# What to keep in mind with solid state disks and linux?

## RealBluescreen

I want to install the main files of a gentoo system on a small solid state disk (MLC, 16GB) (plus a raid array with 2 hard drives). 

I to check on the internet about ssds and linux, filesystems, trim options and schedulers. But the information was often very old or contradictory. 

So I wanted to ask you, to what I have to pay attention, and which assertions are true:You should not place /tmp and /var/tmp (or even /var) on the ssd.

Don't make partitions over the whole ssd, let one (or a few) gigabyte(s) of your ssd remain without a partition, to use these blocks if other storage cells stop working.

You got to use TRIM options.

You got to use discard option on an ext4-filesystem.

You have to choose your scheduler wisely, because the wrong decision will result in a slow system.

You should disable journaling features.

Should I run a badblocks on the brand new ssd?

Which reliable and stable filesystem would you recommend for the ssd today?

ext4, btrfs, or something else? Is there a filesystem with special features for ssds, or a stable filesystem with compression features (not reiser4)?

(I know that these questions where asked before, but they where asked a long time before - and i expect that the most answers of 2008 aren't true today, the article in gentoo wiki is also not very useful)

----------

## feystorm

1. You should not place /tmp and /var/tmp (or even /var) on the ssd.

Somewhat false. While it is true that frequent writes can decrease the life of the drive, /var is not frequently written to (/var/tmp maybe a bit). There are lots of things in /var which can gain a very significant performance boost from ssd (/var/lib/mysql is one that comes to mind).

   2. Don't make partitions over the whole ssd, let one (or a few) gigabyte(s) of your ssd remain without a partition, to use these blocks if other storage cells stop working.

Completely false. SSD drives include wear leveling so if cells stop working, it'll use backup cells to replace them. These backup cells arent even visible to the computer, it is done transparently by the drive itself. Holding unpartitioned areas just wastes space (the SSD will not use it).

   3. You got to use TRIM options.

   4. You got to use discard option on an ext4-filesystem.

   5. You have to choose your scheduler wisely, because the wrong decision will result in a slow system.

Cant comment on these few options as I havent played with them much.

   6. You should disable journaling features.

This is also a myth. I'm guessing this advice came around because the journal frequently changes, so youre doing a lot of writes to the drive. However not every journaling change gets written to the disk. Just like not every write is written to the disk. Thats what sync() is for. However it is true that for every disk write (non-journal data), there will be a journal write.
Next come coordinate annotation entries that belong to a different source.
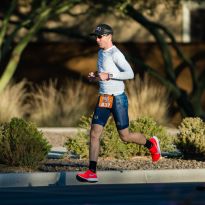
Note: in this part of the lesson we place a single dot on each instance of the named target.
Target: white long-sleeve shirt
(112, 61)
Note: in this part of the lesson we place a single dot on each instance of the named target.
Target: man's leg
(95, 133)
(152, 144)
(127, 136)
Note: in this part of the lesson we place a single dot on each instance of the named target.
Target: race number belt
(106, 101)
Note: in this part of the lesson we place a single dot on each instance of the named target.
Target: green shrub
(191, 137)
(21, 144)
(112, 146)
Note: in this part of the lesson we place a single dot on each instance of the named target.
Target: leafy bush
(191, 137)
(21, 144)
(113, 146)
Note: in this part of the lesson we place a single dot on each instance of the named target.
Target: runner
(113, 69)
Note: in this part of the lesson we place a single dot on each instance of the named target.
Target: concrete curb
(105, 177)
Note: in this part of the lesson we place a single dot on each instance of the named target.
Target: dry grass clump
(12, 103)
(147, 98)
(64, 107)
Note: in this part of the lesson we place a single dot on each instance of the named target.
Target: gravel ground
(137, 163)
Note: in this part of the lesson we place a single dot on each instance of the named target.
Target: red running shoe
(87, 176)
(155, 149)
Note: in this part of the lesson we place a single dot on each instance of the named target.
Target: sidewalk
(105, 177)
(57, 136)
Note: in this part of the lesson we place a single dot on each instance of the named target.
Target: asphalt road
(95, 194)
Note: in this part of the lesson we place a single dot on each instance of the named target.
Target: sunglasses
(100, 36)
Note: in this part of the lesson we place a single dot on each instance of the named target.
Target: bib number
(106, 101)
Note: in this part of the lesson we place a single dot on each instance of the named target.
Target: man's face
(104, 41)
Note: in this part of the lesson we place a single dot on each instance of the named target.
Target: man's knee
(124, 137)
(95, 132)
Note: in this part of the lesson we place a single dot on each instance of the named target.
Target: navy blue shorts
(119, 111)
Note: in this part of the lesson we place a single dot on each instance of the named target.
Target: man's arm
(125, 70)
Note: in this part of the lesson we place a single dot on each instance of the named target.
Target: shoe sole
(158, 147)
(80, 179)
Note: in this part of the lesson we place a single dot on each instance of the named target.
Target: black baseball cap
(102, 29)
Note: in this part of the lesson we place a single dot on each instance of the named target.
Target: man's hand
(103, 76)
(92, 77)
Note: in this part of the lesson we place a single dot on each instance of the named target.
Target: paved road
(95, 194)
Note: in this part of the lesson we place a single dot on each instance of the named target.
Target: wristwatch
(110, 75)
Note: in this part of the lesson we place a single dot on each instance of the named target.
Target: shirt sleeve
(125, 70)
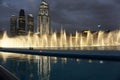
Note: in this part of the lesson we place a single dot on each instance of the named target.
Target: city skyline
(87, 16)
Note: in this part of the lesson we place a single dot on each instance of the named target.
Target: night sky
(78, 14)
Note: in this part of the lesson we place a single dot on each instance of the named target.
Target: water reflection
(27, 67)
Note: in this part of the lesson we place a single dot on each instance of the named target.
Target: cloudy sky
(78, 14)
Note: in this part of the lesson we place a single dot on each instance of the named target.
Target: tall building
(13, 25)
(21, 23)
(30, 23)
(43, 18)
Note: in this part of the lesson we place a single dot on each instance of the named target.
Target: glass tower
(43, 18)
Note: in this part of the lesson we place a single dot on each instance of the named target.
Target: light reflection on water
(27, 67)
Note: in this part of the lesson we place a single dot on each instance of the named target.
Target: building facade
(13, 25)
(43, 18)
(21, 23)
(30, 23)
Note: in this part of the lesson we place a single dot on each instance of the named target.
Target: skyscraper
(30, 23)
(22, 24)
(43, 18)
(13, 25)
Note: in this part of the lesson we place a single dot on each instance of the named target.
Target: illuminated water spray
(63, 40)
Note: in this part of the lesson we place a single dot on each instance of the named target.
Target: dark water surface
(27, 67)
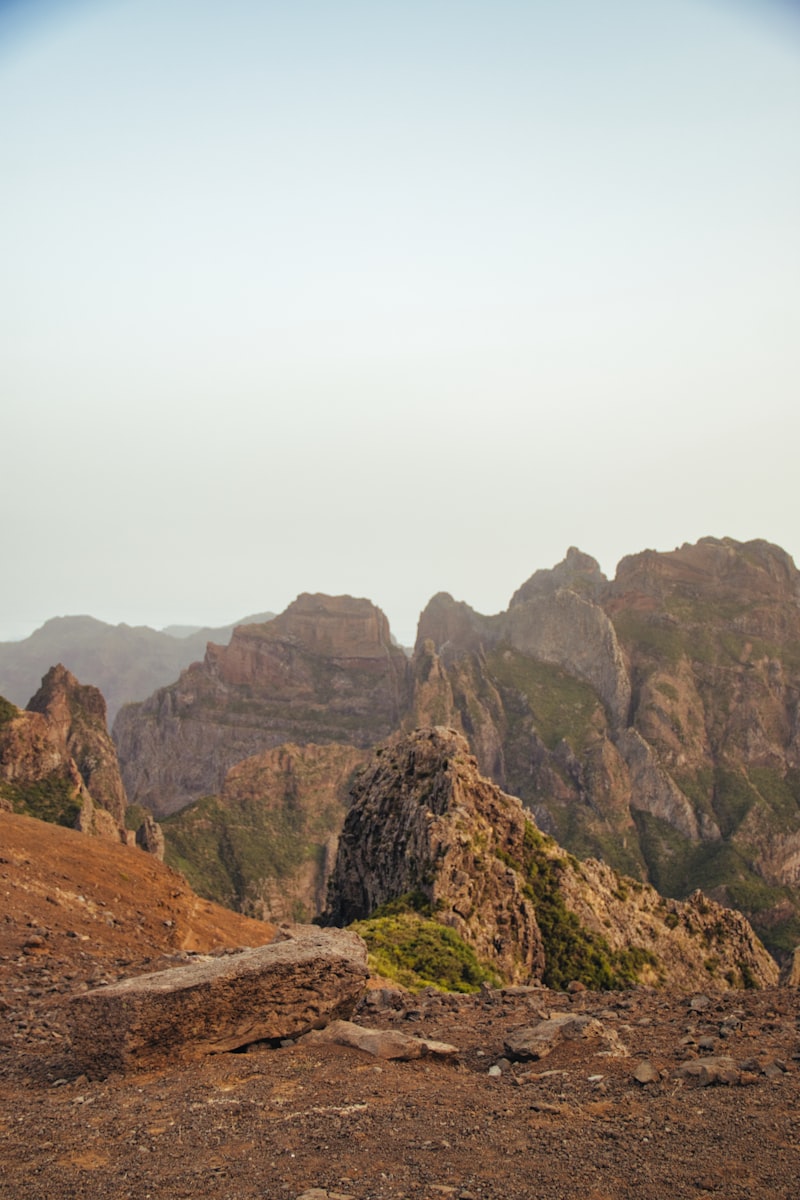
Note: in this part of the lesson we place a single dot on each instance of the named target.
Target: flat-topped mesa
(349, 633)
(324, 671)
(717, 570)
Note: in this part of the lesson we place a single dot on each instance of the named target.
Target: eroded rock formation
(58, 760)
(324, 671)
(276, 991)
(426, 827)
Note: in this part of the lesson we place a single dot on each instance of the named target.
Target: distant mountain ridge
(127, 663)
(651, 721)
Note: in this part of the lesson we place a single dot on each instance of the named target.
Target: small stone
(645, 1073)
(709, 1071)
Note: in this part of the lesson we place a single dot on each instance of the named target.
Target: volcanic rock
(58, 760)
(182, 1014)
(427, 829)
(382, 1043)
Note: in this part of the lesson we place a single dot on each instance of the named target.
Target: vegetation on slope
(409, 947)
(47, 799)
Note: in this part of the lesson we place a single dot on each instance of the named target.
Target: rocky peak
(717, 569)
(578, 571)
(453, 628)
(76, 718)
(58, 761)
(344, 631)
(423, 823)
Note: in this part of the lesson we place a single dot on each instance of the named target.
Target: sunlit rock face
(426, 828)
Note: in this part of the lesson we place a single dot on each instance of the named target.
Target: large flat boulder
(182, 1014)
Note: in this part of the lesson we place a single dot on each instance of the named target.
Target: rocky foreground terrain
(641, 1093)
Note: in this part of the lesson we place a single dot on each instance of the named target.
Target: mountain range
(649, 721)
(125, 661)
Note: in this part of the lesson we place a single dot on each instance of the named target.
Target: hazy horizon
(389, 299)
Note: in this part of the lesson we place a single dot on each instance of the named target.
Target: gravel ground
(283, 1122)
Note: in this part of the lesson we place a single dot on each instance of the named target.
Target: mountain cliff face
(653, 720)
(427, 827)
(58, 760)
(126, 663)
(266, 844)
(324, 671)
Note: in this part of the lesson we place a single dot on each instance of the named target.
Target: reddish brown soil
(277, 1123)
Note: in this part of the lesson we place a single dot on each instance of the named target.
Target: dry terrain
(316, 1121)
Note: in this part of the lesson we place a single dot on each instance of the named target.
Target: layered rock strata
(324, 671)
(276, 991)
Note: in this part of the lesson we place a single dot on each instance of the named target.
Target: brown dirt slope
(66, 897)
(323, 1121)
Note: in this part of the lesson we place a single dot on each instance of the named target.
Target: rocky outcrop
(266, 844)
(58, 761)
(651, 721)
(423, 821)
(76, 721)
(326, 670)
(126, 663)
(186, 1013)
(427, 828)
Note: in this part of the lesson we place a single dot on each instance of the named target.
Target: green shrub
(572, 952)
(49, 799)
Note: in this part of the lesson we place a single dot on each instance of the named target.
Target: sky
(388, 297)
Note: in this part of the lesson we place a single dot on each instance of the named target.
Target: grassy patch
(561, 707)
(417, 952)
(49, 799)
(572, 952)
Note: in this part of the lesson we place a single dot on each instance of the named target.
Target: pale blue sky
(389, 298)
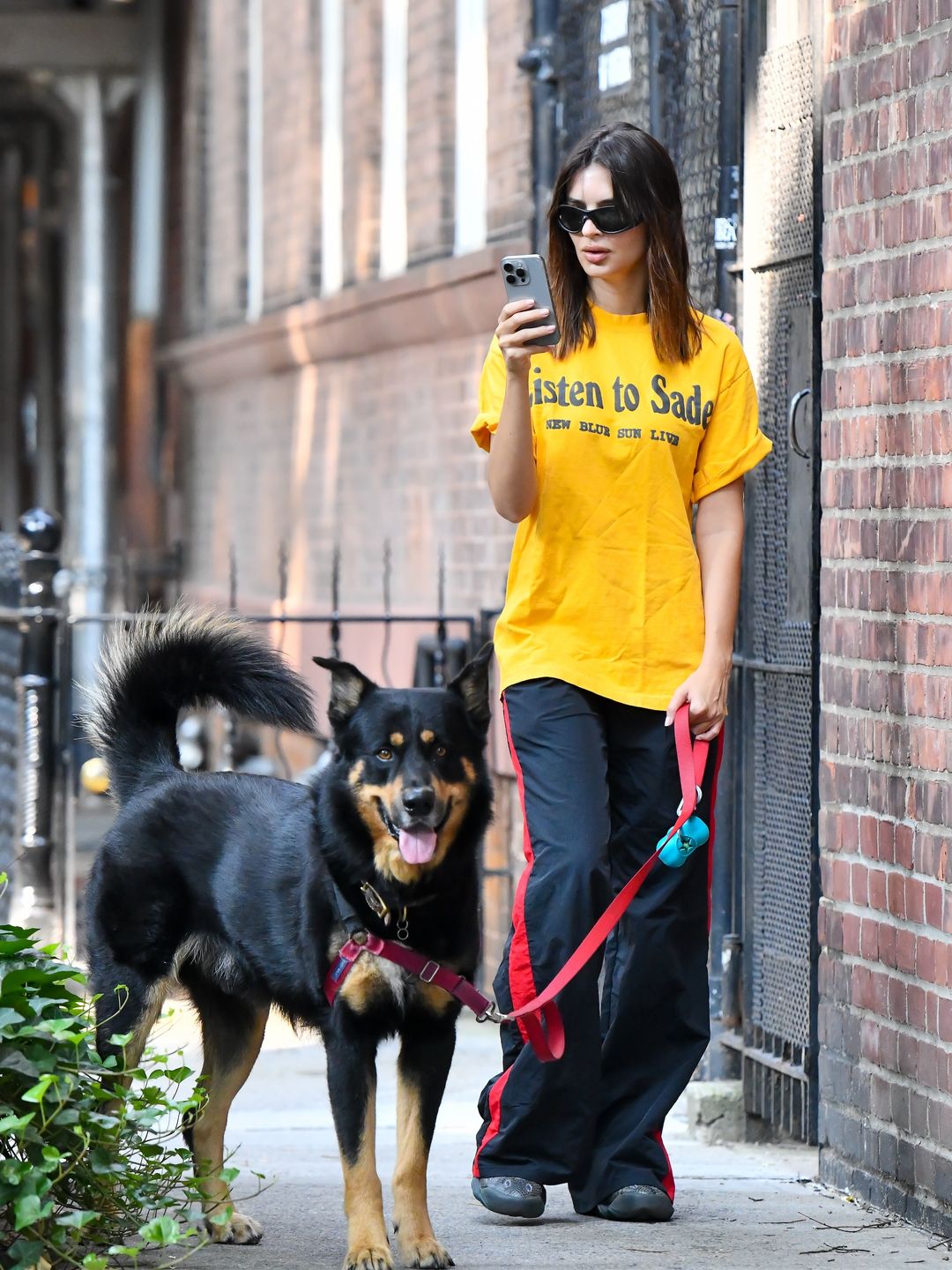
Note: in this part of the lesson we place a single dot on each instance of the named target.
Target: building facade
(338, 184)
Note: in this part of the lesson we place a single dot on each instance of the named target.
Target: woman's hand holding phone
(521, 323)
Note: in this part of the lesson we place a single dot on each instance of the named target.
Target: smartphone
(525, 276)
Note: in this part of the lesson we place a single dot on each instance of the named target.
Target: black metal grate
(779, 1077)
(9, 669)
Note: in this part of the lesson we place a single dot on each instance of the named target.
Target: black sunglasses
(607, 220)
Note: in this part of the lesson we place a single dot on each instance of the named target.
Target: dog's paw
(424, 1254)
(368, 1258)
(236, 1229)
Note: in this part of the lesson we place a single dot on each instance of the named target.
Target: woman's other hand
(706, 693)
(518, 323)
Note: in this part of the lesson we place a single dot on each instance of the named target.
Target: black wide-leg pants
(599, 787)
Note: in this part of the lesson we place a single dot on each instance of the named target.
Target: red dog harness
(548, 1042)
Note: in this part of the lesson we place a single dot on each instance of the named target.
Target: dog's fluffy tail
(153, 669)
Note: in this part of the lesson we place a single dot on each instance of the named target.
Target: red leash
(548, 1042)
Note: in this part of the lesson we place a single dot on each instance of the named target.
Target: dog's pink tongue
(417, 846)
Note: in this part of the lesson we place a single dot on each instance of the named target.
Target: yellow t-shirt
(605, 580)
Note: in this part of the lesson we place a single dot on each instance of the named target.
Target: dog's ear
(348, 689)
(472, 684)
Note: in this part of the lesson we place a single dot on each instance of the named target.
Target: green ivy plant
(90, 1172)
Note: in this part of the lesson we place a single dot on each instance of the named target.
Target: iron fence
(45, 843)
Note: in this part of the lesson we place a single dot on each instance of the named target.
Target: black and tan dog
(233, 888)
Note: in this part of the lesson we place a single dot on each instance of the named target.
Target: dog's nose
(419, 802)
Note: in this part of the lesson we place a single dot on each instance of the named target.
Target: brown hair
(645, 184)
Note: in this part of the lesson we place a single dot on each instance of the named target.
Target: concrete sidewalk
(746, 1208)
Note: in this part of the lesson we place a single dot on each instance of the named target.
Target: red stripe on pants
(668, 1180)
(711, 826)
(522, 983)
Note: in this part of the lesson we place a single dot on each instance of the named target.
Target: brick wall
(886, 600)
(368, 444)
(363, 69)
(509, 156)
(430, 133)
(291, 150)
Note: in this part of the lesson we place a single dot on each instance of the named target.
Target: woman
(614, 616)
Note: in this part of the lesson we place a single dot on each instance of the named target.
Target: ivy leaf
(28, 1209)
(26, 1252)
(14, 1123)
(38, 1091)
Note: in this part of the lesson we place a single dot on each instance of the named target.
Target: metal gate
(9, 729)
(776, 684)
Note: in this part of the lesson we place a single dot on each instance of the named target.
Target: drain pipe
(729, 161)
(539, 61)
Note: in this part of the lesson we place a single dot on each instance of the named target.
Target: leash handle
(548, 1044)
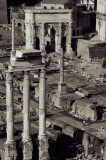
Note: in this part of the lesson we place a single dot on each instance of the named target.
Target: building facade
(47, 29)
(101, 19)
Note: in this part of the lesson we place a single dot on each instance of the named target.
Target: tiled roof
(55, 1)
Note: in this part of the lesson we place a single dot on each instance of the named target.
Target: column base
(27, 150)
(10, 152)
(43, 148)
(62, 88)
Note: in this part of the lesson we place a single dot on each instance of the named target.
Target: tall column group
(43, 37)
(43, 140)
(29, 25)
(10, 145)
(27, 143)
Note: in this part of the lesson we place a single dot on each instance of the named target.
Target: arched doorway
(37, 43)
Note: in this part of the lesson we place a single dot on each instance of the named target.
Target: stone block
(84, 109)
(69, 130)
(27, 150)
(62, 88)
(10, 151)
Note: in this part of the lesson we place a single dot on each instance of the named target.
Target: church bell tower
(101, 19)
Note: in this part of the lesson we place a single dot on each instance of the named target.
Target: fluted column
(13, 35)
(29, 27)
(61, 68)
(12, 57)
(43, 37)
(69, 38)
(10, 154)
(27, 143)
(43, 140)
(60, 36)
(61, 84)
(85, 143)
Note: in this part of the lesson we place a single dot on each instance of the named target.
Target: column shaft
(10, 146)
(60, 36)
(9, 103)
(27, 142)
(43, 36)
(43, 140)
(13, 35)
(85, 143)
(69, 39)
(42, 109)
(26, 112)
(29, 27)
(61, 69)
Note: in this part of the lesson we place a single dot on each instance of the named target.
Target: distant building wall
(3, 12)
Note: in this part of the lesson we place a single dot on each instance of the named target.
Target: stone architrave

So IO does increase, but in my own humble opinion, not enough to warrant disabling the journal. If youre really paranoid, you can store the journal on another device.

All this also depends on the type of SSD youre using (SLC vs MLC). But even with MLC which has a shorter life span, unless youre thrashing your disk with TONS of IO, you will likely never see any issues (modern SSDs have lots of internal stuff to prolong their life).

----------

## luscinius

Can I ask a similar question: which parts of the filesystem are better to put on an SSD to have a performance improvement: /usr? /usr/bin? /var?

Does it speed up the programs' startup time?

Thanks

----------

## gentoo_ram

How much RAM do you have?  If you have lots of RAM and your machine stays up, then eventually most stuff will get put into disk cache in RAM anyway.  So I'm not sure getting a SSD would help much.  If you don't have lots of RAM, then maybe it would help.  That's why I load up my personal Linux server with lots of RAM.  Speeds up I/O (since you don't have to do any).

----------

## Hypnos

The only things I bother to do with my SSD:

1) I format the whole disk without partitions and with stripe width 32, so the filesystem is aligned as described by Ted Tso

2) Put /tmp and /var/tmp/paludis (the Paludis build directory) in RAM.  I'm not sure either of this is necessary; certainly the former seems unnecessary, because my home directory has more writes than /tmp does.  It might make sense on a high-volume multiuser system.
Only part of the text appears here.